Washington: Prevalence of sexting seems to be hard to pin down, as many teens continue to send sexually explicit photos to others through cellphones despite knowing its consequences, a new study has found.
Researchers at the University of Utah in the US found that nearly 20 per cent teens admitted to have been engaged in sexting, which is defined as sending nude or seminude photos, or sexually explicit text messages.
In the study, published in the journal Archives of Sexual Behavior, the researchers led by Donald Strassberg defined sexting as sending sexually explicit photos and included freshmen through seniors in high school.

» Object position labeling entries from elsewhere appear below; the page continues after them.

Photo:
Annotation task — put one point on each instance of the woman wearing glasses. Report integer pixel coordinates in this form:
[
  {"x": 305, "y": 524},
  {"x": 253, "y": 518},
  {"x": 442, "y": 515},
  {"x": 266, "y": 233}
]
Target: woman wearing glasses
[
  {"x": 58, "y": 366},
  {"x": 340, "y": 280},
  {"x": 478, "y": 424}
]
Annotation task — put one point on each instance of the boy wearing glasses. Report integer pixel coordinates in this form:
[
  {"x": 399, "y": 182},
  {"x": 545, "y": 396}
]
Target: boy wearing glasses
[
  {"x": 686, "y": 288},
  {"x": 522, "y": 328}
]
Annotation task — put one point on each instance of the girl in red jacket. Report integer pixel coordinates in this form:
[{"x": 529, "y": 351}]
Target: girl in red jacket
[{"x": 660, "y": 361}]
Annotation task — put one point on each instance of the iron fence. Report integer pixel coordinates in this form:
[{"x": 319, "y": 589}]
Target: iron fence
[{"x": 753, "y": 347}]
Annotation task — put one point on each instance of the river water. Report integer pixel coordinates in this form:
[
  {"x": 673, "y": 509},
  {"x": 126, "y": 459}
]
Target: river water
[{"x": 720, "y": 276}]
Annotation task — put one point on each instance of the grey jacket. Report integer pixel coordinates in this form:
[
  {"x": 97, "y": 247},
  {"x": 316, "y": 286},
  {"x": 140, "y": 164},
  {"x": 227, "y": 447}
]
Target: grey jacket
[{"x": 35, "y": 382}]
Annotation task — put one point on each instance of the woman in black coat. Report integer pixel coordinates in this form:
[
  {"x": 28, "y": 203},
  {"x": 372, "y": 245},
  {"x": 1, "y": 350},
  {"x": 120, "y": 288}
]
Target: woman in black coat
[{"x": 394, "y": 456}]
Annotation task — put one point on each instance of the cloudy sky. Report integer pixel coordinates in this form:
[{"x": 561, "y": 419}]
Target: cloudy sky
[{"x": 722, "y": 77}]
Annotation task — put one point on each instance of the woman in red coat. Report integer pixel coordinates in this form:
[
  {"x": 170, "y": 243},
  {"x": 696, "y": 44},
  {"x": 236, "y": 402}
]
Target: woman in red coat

They surveyed 606 students from a private high school in the US Southwest, asking them about their experiences sexting and their understanding of the consequences if caught. They also indicated their views on sending sexually explicit photos over cellphones.
Nearly 20 per cent of participants (18 per cent of male and 17 per cent female students) reported having sent a sexually explicit image via their cellphone, with nearly twice as many saying they had received such a cellphone picture.
And while nearly 50 per cent of male students had received a sext, only 31 per cent of females reported the same. Of those receiving such a picture, about 25 per cent said they had forwarded the sexy photo to others.
The photo wasn't necessarily one of the sender, with more than eight per cent of participants saying they had sent a sexually explicit photo that they took of someone else to a third party, with guys (11.8 per cent) more likely than gals (4.5 per cent) to have done so, the researchers found.
They also found that only one-third of the students were aware of serious legal and other consequences of sexting.
Currently, sexting laws differ by state to state, but the team noted that in many states, those sending or receiving nude pictures of someone under 18 risk charges as serious as possession or distributing child pornography.
"These results argue for educational efforts such as cellphone safety assemblies, awareness days, integration into class curriculum and teacher training, designed to raise awareness about the potential consequences of sexting among young people," the researchers concluded.